既に意思能力が欠如していると導入できない

家族信託は契約の1種なので、委託者である本人に判断能力がなければ、有効に契約を結ぶことができません。

つまり、認知症を患っている本人の子などが「財産の管理を任せて欲しい」と依頼して家族信託契約を締結しても、それは意思能力が欠如したものとの契約であり無効と判断される可能性があるのです。

本人の判断能力に衰えが生じても締結できる「成年後見制度」と比べて、明らかなデメリットだと言えるでしょう。

更に言えば、家族信託による民事委託契約に求められる「意思能力」は、遺言に求められる「意思能力」より高い水準と解されています。

委託財産の管理に限定される

家族信託契約の場合は、委託契約の内容で決められた財産の管理しか行うことができません。つまり、成年後見人が行うことができる「身上監護」は、家族信託契約のカバー範囲外となります。

身上監護は判断能力の衰えた方にとって、とても大切な住居の確保や病院・介護保険の手続きなどを代行する大切な行為です。
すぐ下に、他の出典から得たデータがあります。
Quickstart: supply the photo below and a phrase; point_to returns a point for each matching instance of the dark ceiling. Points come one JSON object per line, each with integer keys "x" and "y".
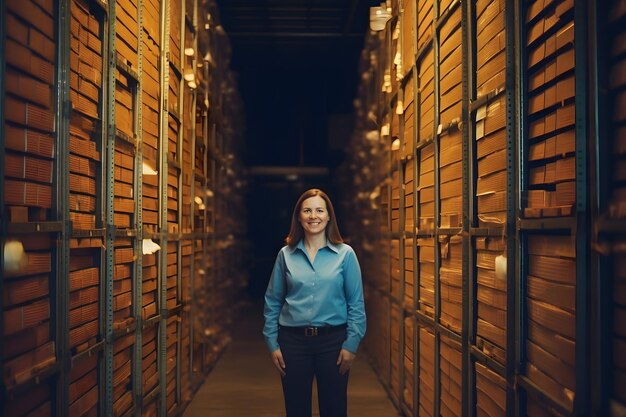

判断能力の衰えた本人を包括的にサポートするためには、家族信託のみでは不足と言えるでしょう。

信頼できる委託者を選定しなくてはならない

家族信託は、ご自身やご家族が「誰に財産を任せるか」を自分自身で判断しなくてはいけない制度です。

成年後見人制度の場合は家庭裁判所が決定を行ってくれますが、家族信託では原則としては自己決定が基本。

判断能力に不安を感じている方や、信頼できる家族がいない方などの場合、決断に迷いを感じることもあるでしょう。